Production Training Runs

Step-by-step commands for training all model sizes on the Windows Systems Programming dataset

This guide provides copy-paste commands for running production training on all model sizes using the Windows Systems Programming dataset. Start with the 0.5B model to validate your setup, then scale up.

Quick Reference

Model	SFT Time	RAFT Time	Total
Qwen2.5-Coder-0.5B	~30 min	~1 hour	~1.5 hours
Qwen2.5-Coder-1.5B	~1 hour	~2 hours	~3 hours
Qwen2.5-Coder-3B	~1.5 hours	~3 hours	~4.5 hours
Qwen2.5-Coder-7B	~2.5 hours	~5 hours	~7.5 hours

Dataset: Windows Curriculum (361 problems, MinGW/MSVC compatible)

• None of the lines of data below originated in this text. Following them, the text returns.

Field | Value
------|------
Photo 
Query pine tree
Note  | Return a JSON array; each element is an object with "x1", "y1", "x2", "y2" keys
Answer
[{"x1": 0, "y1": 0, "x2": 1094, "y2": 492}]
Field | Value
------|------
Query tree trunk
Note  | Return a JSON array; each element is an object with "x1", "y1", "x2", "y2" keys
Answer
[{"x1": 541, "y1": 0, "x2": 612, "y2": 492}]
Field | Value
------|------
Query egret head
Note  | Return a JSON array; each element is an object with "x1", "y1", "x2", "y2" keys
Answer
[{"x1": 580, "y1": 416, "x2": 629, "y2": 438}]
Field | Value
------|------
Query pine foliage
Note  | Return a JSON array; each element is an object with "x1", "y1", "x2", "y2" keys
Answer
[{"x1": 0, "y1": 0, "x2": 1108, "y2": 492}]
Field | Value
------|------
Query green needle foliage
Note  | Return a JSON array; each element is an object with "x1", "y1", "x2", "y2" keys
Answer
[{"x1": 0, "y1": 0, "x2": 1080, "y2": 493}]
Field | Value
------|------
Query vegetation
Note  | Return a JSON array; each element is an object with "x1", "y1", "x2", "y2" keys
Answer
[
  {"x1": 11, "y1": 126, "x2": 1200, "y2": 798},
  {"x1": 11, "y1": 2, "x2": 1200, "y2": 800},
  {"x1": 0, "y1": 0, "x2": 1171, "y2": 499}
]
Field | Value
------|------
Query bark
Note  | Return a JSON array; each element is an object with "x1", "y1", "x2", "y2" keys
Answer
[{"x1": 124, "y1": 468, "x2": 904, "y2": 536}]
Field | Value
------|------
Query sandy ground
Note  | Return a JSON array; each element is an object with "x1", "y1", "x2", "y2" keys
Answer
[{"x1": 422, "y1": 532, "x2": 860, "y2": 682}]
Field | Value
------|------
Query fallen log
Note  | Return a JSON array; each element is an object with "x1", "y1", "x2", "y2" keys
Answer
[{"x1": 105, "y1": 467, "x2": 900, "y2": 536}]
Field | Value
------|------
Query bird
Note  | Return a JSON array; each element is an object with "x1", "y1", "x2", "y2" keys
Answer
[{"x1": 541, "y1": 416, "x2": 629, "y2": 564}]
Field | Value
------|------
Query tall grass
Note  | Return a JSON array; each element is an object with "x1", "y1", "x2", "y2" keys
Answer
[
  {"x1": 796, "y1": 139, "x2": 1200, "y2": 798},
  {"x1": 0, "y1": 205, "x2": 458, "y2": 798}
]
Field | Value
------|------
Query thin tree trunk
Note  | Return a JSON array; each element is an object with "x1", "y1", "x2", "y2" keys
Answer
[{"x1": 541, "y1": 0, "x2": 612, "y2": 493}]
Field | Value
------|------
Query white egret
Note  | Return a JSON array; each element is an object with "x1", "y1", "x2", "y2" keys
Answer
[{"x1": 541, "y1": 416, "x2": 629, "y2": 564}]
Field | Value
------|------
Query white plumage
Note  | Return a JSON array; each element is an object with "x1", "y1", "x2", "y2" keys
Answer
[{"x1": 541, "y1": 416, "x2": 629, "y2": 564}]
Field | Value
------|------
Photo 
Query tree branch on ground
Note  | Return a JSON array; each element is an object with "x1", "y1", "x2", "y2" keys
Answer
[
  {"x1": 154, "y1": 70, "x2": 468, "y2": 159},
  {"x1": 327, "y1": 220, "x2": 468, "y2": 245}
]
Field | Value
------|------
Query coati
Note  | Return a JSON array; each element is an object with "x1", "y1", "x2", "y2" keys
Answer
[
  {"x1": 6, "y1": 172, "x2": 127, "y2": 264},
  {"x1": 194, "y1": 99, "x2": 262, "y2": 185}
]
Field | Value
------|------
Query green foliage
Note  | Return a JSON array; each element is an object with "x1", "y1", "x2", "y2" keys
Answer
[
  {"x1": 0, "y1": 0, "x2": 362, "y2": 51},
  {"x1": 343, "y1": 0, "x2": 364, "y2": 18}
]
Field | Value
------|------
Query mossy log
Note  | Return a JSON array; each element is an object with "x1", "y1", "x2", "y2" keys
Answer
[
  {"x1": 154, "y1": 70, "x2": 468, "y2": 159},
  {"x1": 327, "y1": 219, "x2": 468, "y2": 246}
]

Default Verifier: MinGW (no Windows machine required)

Pre-Flight Checklist

Before starting, verify your environment is ready.

Fedora (Toolbox)

# 1. Check toolbox exists
toolbox list | grep halo-forge

# 2. Check dataset exists
ls -la ~/projects/halo-forge/datasets/windows_curriculum/windows_systems_full_*.jsonl

# 3. Check disk space (need ~50GB free)
df -h ~

# 4. Check GPU
rocm-smi

# 5. Check MinGW is installed
x86_64-w64-mingw32-g++ --version

Ubuntu/Docker

# 1. Check image exists
docker images | grep halo-forge
# or: podman images | grep halo-forge

# 2-5. Same checks as Fedora (run from host before entering container)

Verifier Options

The Windows dataset can be verified with two different compilers:

Verifier	Platform	Compiles	Executes	Requires
`mingw`	Linux	Yes	No	`mingw-w64` package
`msvc`	Remote	Yes	Optional	Windows build server

MinGW (Recommended for Getting Started)

Use MinGW for quick compile-only verification on Linux. No Windows machine required.

# Install MinGW (Fedora)
sudo dnf install mingw64-gcc-c++

# Install MinGW (Ubuntu)
sudo apt install mingw-w64

# Quick benchmark with MinGW
halo-forge benchmark run \
  --model Qwen/Qwen2.5-Coder-0.5B \
  --prompts datasets/windows_curriculum/windows_systems_full_rlvr.jsonl \
  --verifier mingw \
  --samples 10 \
  --output results/windows/baseline_mingw.json

Limitation: MinGW can only verify that code compiles. It cannot run the executables.

MSVC (Full Verification)

Use MSVC for full compile + run + output verification. Requires a Windows build server.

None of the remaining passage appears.